Voraussichtlich noch vor Jahresende werden die EU-Mitgliedsstaaten über das Investitionsabkommen mit China entscheiden müssen. Am Freitag wurde ein vorläufiges Dokument bei einem Botschaftertreffen in Brüssel diskutiert. In diesen letzten Dezembertagen werden noch Gespräche auf höchster Ebene erwartet. Das Abkommen brächte bescheidene Fortschritte mit Blick auf Gleichbehandlung und mehr Marktzugang. Doch die (geo-)politische Gesamtsituation und Themen, die nicht von dem Abkommen abgedeckt werden, machen es nicht zu dem Abkommen, das Europäer sich zu Beginn der Verhandlungen vor sieben Jahren erwünscht haben. MERICS-Direktor Mikko Huotari und MERICS-Chefökonom Max J. Zenglein erläutern warum.

Um was geht es und was steht auf dem Spiel?  

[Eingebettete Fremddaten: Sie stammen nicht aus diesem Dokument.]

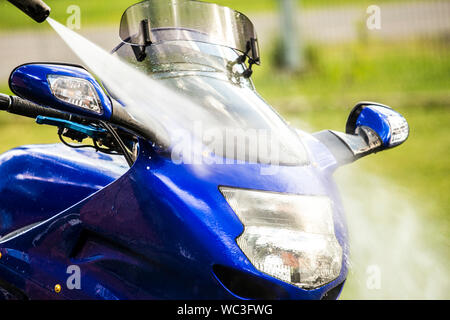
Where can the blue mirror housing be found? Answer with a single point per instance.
(371, 119)
(64, 87)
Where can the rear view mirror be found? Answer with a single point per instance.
(376, 120)
(64, 87)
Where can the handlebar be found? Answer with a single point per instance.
(36, 9)
(22, 107)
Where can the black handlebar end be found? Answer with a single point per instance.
(36, 9)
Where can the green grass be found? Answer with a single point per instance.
(99, 13)
(411, 77)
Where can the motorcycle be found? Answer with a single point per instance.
(123, 218)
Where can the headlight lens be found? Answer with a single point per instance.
(289, 237)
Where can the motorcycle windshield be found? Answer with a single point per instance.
(157, 21)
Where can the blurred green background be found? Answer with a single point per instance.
(409, 71)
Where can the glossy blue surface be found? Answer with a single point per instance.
(40, 181)
(158, 231)
(29, 81)
(89, 131)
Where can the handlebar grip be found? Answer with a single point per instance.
(26, 108)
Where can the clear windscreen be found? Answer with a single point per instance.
(187, 20)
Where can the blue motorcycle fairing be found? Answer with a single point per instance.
(42, 180)
(159, 231)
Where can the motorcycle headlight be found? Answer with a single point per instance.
(289, 237)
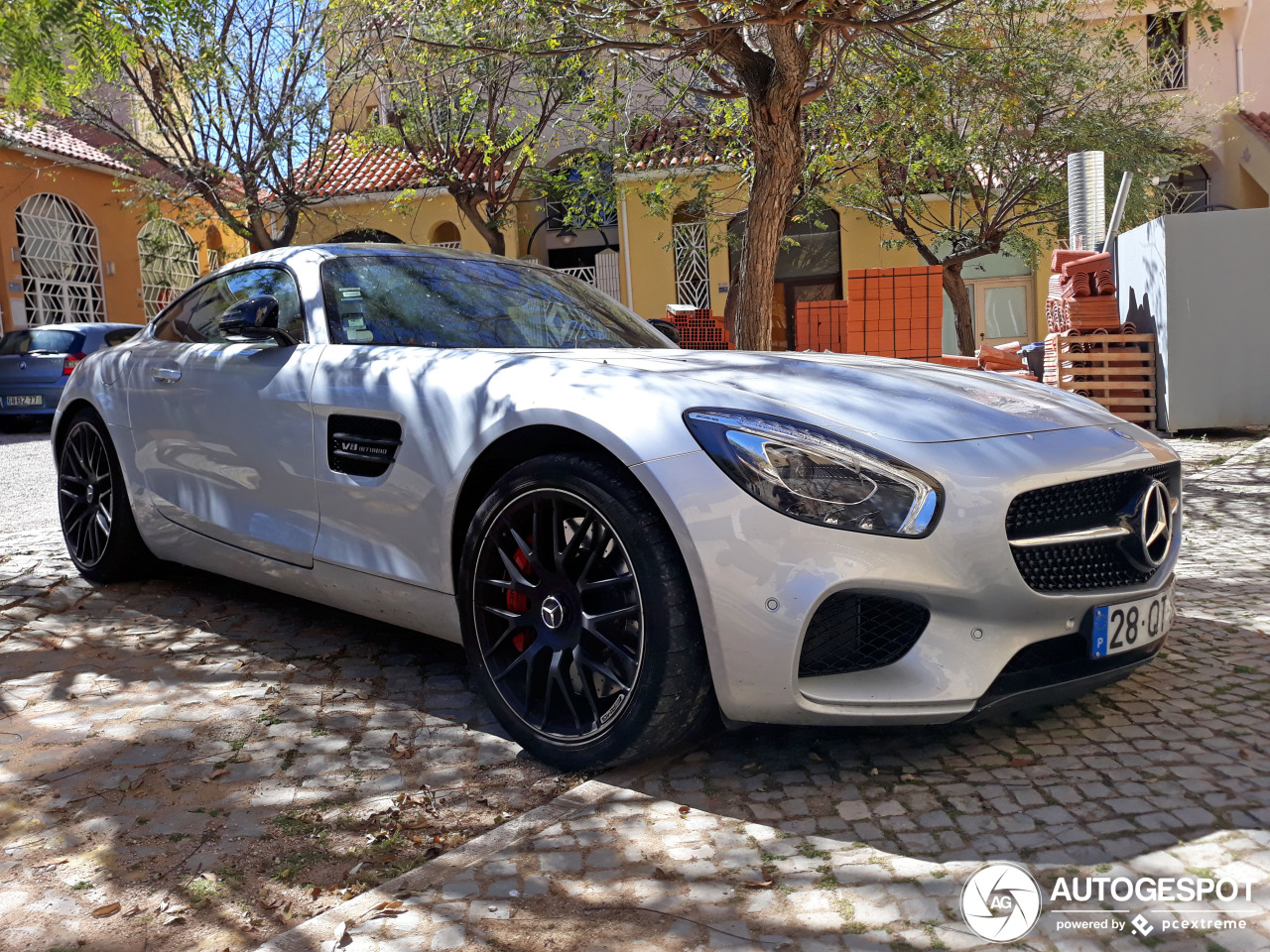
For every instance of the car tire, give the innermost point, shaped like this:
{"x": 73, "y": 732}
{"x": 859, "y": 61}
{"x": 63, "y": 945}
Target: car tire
{"x": 589, "y": 653}
{"x": 93, "y": 504}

Mikko Huotari: Die Verhandlungen des sogenannten „Comprehensive Agreement on Investment (CAI)“ stellen den wichtigsten Versuch der EU dar, die Wirtschaftsbeziehungen zwischen China und der EU neu auszutarieren. Auch als fortschrittliches Bilaterales Investitionsabkommen (BIT) kann es keine Probleme lösen, die nicht Teil des Abkommens sind. Dennoch hat der Abschluss oder ein mögliches Scheitern des Abkommens weitreichende politische Folgewirkungen. Angesichts des geopolitischen Kontextes und der aktuellen Spannungen im Verhältnis zwischen der EU und China sollte das Investitionsabkommen als Test für den weiteren Entwicklungsverlauf der Beziehungen gesehen werden. Unabhängig von dem politischen Signal, das von einem Abschluss des Abkommens ausgehen dürfte, müssen wichtige Details in den nächsten Monaten noch ausgearbeitet werden. Und das Abkommen muss noch ratifiziert werden – mindestens vom Europäischen Parlament. 

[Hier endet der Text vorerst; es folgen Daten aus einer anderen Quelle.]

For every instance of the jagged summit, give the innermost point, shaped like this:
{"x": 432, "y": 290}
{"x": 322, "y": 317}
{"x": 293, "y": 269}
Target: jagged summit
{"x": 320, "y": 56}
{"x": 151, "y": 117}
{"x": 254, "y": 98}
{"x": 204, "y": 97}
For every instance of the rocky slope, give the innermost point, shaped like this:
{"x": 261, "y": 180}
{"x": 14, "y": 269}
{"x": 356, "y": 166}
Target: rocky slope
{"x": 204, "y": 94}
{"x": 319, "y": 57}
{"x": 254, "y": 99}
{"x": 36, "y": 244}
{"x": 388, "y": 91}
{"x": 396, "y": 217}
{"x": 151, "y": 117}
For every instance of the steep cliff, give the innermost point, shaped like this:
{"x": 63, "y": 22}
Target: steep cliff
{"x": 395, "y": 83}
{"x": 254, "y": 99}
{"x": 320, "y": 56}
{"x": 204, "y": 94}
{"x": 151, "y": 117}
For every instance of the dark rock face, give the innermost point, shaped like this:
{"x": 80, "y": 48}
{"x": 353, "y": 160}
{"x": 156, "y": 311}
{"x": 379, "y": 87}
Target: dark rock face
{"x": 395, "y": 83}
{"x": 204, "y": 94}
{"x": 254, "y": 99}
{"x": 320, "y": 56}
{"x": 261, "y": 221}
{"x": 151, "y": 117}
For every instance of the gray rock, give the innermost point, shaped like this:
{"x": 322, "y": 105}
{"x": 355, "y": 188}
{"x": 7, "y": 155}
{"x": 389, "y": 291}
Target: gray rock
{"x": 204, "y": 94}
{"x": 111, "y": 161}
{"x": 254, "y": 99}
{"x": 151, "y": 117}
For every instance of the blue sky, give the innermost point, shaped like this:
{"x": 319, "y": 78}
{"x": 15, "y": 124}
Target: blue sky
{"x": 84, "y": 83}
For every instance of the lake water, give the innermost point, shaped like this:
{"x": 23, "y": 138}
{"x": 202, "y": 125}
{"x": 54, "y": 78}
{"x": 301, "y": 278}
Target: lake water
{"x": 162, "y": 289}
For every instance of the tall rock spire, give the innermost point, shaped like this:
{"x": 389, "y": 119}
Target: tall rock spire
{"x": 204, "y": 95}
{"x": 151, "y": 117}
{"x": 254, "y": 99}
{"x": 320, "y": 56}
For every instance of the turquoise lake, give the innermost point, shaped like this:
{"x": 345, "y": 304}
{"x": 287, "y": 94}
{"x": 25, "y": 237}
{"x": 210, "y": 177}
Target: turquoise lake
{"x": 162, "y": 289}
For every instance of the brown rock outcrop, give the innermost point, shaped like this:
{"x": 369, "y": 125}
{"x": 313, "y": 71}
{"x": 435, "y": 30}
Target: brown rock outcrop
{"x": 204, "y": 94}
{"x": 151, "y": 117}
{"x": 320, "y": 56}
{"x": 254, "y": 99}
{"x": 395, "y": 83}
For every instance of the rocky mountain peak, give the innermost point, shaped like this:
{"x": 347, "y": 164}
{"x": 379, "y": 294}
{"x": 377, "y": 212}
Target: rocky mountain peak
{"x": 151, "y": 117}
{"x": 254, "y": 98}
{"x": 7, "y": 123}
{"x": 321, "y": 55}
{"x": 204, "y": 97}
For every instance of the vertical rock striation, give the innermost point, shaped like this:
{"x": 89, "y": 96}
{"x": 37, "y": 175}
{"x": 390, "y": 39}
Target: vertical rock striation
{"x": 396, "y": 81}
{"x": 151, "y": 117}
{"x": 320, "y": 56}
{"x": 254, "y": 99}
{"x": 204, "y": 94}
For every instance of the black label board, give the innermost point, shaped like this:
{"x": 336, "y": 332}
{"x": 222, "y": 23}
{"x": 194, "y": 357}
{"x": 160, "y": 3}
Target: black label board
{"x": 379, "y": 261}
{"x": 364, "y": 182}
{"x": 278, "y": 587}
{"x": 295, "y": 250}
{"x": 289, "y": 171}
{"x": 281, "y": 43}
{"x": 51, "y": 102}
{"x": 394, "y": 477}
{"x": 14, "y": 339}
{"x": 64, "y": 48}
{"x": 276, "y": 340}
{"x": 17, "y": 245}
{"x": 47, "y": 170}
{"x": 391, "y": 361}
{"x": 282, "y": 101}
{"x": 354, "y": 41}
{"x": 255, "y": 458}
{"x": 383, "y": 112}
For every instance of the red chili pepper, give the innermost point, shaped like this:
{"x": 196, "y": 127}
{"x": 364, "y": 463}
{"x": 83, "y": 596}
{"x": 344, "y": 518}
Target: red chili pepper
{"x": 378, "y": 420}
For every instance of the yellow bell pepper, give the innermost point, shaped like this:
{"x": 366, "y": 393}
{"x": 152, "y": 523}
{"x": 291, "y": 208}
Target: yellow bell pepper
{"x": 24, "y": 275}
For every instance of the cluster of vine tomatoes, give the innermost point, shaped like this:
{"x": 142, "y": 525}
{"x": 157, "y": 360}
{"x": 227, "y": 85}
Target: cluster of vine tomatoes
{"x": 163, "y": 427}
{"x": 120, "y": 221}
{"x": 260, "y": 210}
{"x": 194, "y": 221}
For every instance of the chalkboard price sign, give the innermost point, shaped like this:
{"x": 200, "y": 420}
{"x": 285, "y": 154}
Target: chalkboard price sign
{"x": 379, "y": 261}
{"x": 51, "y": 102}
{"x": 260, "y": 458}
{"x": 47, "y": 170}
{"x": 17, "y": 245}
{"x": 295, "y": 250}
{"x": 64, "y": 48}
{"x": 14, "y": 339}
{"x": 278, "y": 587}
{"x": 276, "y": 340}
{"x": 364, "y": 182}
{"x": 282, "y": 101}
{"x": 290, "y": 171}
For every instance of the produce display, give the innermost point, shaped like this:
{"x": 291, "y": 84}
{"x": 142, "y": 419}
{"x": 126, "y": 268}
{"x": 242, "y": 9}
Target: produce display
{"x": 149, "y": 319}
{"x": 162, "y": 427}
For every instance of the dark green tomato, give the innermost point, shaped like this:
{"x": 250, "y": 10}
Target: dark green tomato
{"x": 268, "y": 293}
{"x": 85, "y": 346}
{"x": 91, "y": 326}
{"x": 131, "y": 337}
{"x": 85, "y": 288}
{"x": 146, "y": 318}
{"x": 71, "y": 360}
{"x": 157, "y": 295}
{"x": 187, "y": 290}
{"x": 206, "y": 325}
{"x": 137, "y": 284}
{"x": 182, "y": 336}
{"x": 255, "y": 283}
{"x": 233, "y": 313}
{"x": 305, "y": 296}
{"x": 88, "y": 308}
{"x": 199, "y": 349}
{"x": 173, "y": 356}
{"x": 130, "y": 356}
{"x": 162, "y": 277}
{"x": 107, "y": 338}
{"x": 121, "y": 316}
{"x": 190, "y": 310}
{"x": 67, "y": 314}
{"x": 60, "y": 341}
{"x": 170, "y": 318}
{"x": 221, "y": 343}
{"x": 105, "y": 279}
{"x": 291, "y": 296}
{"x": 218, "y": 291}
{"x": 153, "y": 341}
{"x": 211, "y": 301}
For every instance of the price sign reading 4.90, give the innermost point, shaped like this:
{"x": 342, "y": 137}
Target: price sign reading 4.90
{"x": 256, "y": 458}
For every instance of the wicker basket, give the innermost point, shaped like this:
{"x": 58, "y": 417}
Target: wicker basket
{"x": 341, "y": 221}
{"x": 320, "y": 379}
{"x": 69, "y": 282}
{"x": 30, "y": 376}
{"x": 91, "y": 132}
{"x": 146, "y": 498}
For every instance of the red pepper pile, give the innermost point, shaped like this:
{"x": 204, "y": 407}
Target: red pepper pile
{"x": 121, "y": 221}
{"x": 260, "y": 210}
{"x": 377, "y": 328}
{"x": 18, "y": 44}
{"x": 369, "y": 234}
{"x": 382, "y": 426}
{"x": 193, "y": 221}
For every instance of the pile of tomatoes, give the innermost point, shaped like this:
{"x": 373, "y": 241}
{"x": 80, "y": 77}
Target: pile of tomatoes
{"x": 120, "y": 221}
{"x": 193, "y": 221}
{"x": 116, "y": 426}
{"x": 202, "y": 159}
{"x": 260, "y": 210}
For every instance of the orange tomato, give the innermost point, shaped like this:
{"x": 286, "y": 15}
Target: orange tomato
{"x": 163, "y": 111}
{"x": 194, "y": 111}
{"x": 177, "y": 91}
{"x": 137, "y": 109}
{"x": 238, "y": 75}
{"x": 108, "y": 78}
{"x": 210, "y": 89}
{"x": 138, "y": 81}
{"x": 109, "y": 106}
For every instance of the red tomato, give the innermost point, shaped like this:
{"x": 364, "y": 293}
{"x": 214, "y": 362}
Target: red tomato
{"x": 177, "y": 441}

Wer wird von dem Abkommen profitieren?  

Mikko Huotari: Schaut man zunächst nur auf den Anwendungsbereich des Abkommens hatte vor allem die EU Forderungen an China. China hat dabei einzelne Zugeständnisse gemacht, von denen Beijing denkt, dass sie in seinem langfristigen Interesse liegen. Das Abkommen verspricht Verbesserungen für Marktzugang, Nichtdiskriminierung und Geschäftsbedingungen vor Ort. Zugeständnisse zu einer weiteren Marktöffnung wurden unter anderem im Bereich Finanz- und Telekommunikationsdienstleistungen, Fahrzeuge mit alternativen Energieantrieb, Luft- und Wassertransport, privaten Krankenhäusern sowie Forschung und Entwicklung gemacht.  

Auf der Basis dieses Abkommen erhalten europäische Unternehmen in diesen Industrien tatsächlich neue Geschäftsoptionen in China. Die EU-Verhandler „liefern“ also ein Abkommen im Interesse zahlreicher Wirtschaftsvertreter.  

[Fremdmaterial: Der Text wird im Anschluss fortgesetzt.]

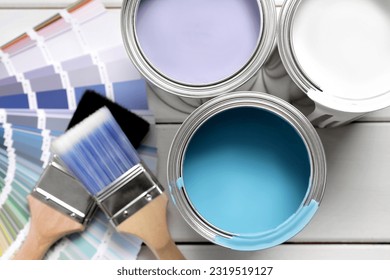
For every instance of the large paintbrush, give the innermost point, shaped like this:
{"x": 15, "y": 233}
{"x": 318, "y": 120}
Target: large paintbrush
{"x": 98, "y": 153}
{"x": 59, "y": 204}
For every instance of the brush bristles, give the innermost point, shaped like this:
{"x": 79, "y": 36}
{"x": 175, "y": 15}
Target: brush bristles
{"x": 96, "y": 151}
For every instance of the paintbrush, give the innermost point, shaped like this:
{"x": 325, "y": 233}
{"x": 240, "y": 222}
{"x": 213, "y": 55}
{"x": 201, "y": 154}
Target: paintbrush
{"x": 97, "y": 152}
{"x": 59, "y": 204}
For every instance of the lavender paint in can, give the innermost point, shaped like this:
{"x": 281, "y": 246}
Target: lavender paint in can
{"x": 199, "y": 48}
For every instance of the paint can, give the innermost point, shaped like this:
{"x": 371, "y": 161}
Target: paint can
{"x": 247, "y": 170}
{"x": 337, "y": 53}
{"x": 199, "y": 48}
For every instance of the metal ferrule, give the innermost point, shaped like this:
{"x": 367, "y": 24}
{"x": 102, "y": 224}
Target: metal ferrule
{"x": 128, "y": 194}
{"x": 59, "y": 189}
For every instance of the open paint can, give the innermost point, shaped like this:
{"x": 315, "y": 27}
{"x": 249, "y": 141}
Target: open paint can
{"x": 247, "y": 170}
{"x": 199, "y": 48}
{"x": 337, "y": 52}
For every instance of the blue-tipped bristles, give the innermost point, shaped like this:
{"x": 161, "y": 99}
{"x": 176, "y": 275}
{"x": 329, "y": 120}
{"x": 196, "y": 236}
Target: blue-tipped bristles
{"x": 96, "y": 151}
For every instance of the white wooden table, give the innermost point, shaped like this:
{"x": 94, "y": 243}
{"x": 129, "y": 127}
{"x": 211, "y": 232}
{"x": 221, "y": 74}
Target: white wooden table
{"x": 353, "y": 221}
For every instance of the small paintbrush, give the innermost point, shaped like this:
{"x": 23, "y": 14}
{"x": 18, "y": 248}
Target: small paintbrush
{"x": 97, "y": 152}
{"x": 59, "y": 204}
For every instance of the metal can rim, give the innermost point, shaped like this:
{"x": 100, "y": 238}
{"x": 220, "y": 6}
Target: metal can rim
{"x": 302, "y": 79}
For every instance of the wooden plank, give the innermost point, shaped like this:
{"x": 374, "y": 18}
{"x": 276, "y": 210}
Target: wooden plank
{"x": 282, "y": 252}
{"x": 356, "y": 204}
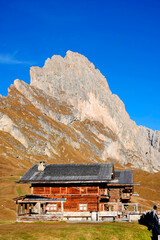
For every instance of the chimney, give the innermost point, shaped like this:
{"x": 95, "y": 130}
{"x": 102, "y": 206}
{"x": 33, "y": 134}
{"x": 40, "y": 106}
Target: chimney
{"x": 41, "y": 166}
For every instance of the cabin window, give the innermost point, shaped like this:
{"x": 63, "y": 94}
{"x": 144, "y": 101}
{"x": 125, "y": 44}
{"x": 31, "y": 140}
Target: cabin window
{"x": 83, "y": 207}
{"x": 53, "y": 207}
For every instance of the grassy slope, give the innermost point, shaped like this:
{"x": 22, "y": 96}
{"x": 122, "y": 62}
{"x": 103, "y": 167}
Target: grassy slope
{"x": 70, "y": 231}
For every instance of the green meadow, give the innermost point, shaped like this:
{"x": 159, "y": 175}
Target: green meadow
{"x": 73, "y": 231}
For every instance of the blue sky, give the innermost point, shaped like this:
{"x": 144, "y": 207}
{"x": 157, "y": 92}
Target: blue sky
{"x": 121, "y": 38}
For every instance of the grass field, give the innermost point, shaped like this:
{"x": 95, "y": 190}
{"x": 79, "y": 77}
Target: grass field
{"x": 73, "y": 231}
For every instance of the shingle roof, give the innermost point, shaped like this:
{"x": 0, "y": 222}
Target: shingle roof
{"x": 39, "y": 198}
{"x": 69, "y": 173}
{"x": 124, "y": 176}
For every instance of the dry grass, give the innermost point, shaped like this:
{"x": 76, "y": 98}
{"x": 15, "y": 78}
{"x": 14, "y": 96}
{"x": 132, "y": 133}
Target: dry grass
{"x": 78, "y": 231}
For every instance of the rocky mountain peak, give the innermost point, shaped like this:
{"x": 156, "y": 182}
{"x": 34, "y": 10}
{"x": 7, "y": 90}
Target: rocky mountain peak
{"x": 68, "y": 114}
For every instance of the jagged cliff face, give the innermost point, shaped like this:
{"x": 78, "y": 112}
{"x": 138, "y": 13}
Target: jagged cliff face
{"x": 68, "y": 114}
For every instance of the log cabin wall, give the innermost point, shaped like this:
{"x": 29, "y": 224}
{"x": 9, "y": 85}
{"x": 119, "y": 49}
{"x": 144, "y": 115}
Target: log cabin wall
{"x": 78, "y": 199}
{"x": 84, "y": 198}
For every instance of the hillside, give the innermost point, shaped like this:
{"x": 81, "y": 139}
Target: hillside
{"x": 69, "y": 115}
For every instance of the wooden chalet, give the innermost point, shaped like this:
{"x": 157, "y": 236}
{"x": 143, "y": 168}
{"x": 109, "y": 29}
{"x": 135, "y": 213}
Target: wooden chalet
{"x": 92, "y": 192}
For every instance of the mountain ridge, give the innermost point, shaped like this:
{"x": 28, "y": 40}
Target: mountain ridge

Für Beijing würde das Abkommen einen symbolischen Sieg bedeuten, der verdeutlicht, dass China Globalisierung mit wichtigen internationalen Partnern vorantreibt, und sich dabei das anhaltende Interesse europäischer Investoren und Zugang zu dringend benötigten Technologien sichert. Vertreter der chinesischen Partei- und Staatsführung dürften den Abschluss des Abkommens als willkommenes Signal werten, das die transatlantische Annäherung in puncto gemeinsame Chinapolitik erschwert.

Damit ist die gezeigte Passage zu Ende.